The RX100/2 Meets SAM

And you go to boot camp

Days 5, 6, and 7: M Mode Tour of Duty

By now you're quite familiar with the mechanics of manually adjusting all three exposure variables. What you need to do now is take dozens of "real world" pictures using this methodology.

Assignment: Presumably, you already have some mechanism for sharing your pictures, whether it be something like Flickr, Facebook, or simply e-mail attachments sent to family and friends, or (heaven forbid!) actual photographic prints. To keep up your motivation during this put-into-practice period, I suggest working toward producing a set of something like ten pictures, all done in manual mode, that aren't just exercises but are ones you can feel proud to show off. Each one will need to be free from technical faults. Plus, each one will need to have something about it that is interesting enough and/or beautiful enough to command the viewer's attention.

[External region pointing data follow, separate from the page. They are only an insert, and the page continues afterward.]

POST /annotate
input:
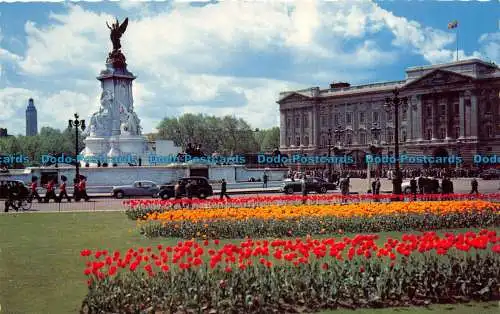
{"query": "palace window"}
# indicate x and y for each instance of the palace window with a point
(442, 133)
(489, 131)
(389, 136)
(429, 134)
(361, 117)
(362, 138)
(349, 118)
(349, 139)
(487, 108)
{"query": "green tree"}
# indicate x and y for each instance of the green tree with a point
(271, 139)
(225, 135)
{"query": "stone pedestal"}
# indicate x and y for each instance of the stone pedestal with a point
(114, 131)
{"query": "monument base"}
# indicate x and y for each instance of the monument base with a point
(119, 150)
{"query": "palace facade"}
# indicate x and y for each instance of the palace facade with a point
(453, 110)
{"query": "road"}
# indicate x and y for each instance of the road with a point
(357, 186)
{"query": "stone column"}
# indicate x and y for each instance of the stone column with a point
(473, 116)
(462, 114)
(282, 129)
(409, 119)
(449, 118)
(467, 117)
(418, 120)
(435, 118)
(310, 127)
(314, 125)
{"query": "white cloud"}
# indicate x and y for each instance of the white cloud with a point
(491, 46)
(181, 56)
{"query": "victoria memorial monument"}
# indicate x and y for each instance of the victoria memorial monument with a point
(115, 130)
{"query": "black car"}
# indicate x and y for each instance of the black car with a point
(4, 188)
(317, 185)
(200, 188)
(490, 174)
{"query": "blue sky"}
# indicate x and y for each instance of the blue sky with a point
(223, 58)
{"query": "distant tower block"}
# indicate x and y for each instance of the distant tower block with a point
(31, 119)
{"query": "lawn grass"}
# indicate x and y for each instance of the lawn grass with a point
(41, 270)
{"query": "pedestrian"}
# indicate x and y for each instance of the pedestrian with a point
(189, 192)
(474, 186)
(82, 188)
(13, 197)
(76, 190)
(344, 188)
(34, 192)
(303, 189)
(223, 189)
(421, 184)
(62, 190)
(50, 193)
(435, 186)
(413, 188)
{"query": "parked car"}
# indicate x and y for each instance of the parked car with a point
(138, 188)
(490, 174)
(200, 188)
(4, 192)
(317, 185)
(405, 186)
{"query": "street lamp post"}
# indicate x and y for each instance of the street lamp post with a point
(77, 124)
(393, 104)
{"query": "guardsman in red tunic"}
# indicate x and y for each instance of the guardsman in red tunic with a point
(34, 192)
(63, 193)
(82, 188)
(50, 194)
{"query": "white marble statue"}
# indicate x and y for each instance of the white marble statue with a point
(100, 121)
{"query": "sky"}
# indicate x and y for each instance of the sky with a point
(223, 58)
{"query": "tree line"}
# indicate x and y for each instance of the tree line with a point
(225, 135)
(48, 141)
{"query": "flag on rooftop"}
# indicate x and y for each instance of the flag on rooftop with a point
(453, 24)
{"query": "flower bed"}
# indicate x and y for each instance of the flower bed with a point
(137, 209)
(286, 276)
(300, 220)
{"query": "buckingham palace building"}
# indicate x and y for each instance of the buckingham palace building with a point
(453, 109)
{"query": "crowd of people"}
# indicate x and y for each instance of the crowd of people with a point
(388, 173)
(15, 192)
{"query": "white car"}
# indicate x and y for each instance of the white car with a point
(405, 186)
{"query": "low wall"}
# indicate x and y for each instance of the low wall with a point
(110, 176)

Before turning off the camera: As explained in the first lesson, you should already have a memory recall position to allow you to quickly switch to automation to grab an emergency, quick-response shot. But another thing that helps is to leave your M mode settings in a relatively sane state whenever you can predict how you'll next be using your camera. If you expect to be working in low light, leave ISO at maybe 800 or 1600, and aperture at something wider than f/8.

No larger version

Fig. 20: Boys running at a beach

I'm sure there are whole swaths of photography for which manual mode shooting is counter-productive. If you're doing sports or wildlife and players or critters keep moving from deep shadow to glaring sunlight, like the boys of summer in Fig. 20, this probably isn't the best time to practice your manual mode work.

But, equally, in many contexts you're going to find that you can leave all three settings alone from shot to shot and concentrate on other variables like composition and focus, knowing that no exposure gremlin is lurking in the shadows to spoil your shot. A glance at the histogram is all you need to check that the light hasn't changed.

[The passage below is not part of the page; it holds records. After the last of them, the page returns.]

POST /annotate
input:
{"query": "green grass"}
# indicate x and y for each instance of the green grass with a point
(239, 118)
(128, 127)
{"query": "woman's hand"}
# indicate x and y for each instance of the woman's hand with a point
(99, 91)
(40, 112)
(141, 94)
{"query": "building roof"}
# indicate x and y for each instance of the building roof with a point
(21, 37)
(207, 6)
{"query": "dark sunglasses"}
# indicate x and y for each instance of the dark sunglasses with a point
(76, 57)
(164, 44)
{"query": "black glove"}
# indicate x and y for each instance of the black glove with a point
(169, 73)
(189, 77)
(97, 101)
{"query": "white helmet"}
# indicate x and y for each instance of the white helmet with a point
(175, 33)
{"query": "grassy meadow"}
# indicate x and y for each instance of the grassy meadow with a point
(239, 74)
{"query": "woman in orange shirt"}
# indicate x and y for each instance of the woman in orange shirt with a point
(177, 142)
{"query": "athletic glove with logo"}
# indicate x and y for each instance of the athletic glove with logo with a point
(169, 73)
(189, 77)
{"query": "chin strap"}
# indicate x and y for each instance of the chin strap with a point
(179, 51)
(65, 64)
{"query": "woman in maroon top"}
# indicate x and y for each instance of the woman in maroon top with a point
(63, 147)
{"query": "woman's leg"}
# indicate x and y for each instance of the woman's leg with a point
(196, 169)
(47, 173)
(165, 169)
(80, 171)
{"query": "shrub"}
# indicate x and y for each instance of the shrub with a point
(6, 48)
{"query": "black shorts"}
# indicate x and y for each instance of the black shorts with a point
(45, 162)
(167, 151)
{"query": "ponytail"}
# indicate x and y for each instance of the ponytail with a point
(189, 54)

Your objective is to become so comfortable shooting manual exposure that you never again have any hesitation about switching into it whenever it's appropriate. At that point you'll also have a good feel for which circumstances it's appropriate and for which it's not. For many of us, our list of inappropriate circumstances are very short.

M mode customizations: Since you've got past the point of just learning M mode, feel free to experiment with different control assignments for shutter, aperture, and ISO. Note that, if you prefer to use your lens ring for zoom, focus, or some other non-exposure function, there may not be any better arrangement than what we've been using.

The lens ring, left rear wheel rocker, and right rear wheel rocker can be re-assigned to these functions from the Gear 2 menu. Since I find the lens ring easiest of these to use, I'd prefer to assign it to shutter speed, my most-used function. But each time I turn on the camera the rear wheel defaults to shutter speed, whether or not the lens ring is also assigned there, so not much point in assigning shutter to the lens ring. Likewise, I'd prefer to have the rear wheel default to ISO, since that's my second most-used function, but that's not possible. So I have ISO on the lens ring, let the rear wheel default to aperture, and use the bottom toggle to switch to aperture. I also have Control Ring Display to Off in the Gear 2 menu.

No larger version

Fig. 21: Auditorium event. Exposure values remained constant for the three-hour duration.

Consider an amateur auditorium event, such as a school play or talent show. In that environment the light level may well stay the same for the entire duration. Getting your ISO, shutter, and aperture optimized before the action starts could well mean that you can ignore exposure for the rest of the shoot. And you'll do so with full confidence that exposure will be one variable that won't result in lost or sub-optimal shots.

Moving on to Semi-Automatic Weapons

I stated at the top that the purpose of learning manual mode was not to become a manual mode convert and turn your nose up at all other modes, but to learn how to use your camera with true understanding. Automation as your servant, rather than your master, can serve a purpose, so it's now time to become familiar with the A and S positions on the mode dial. 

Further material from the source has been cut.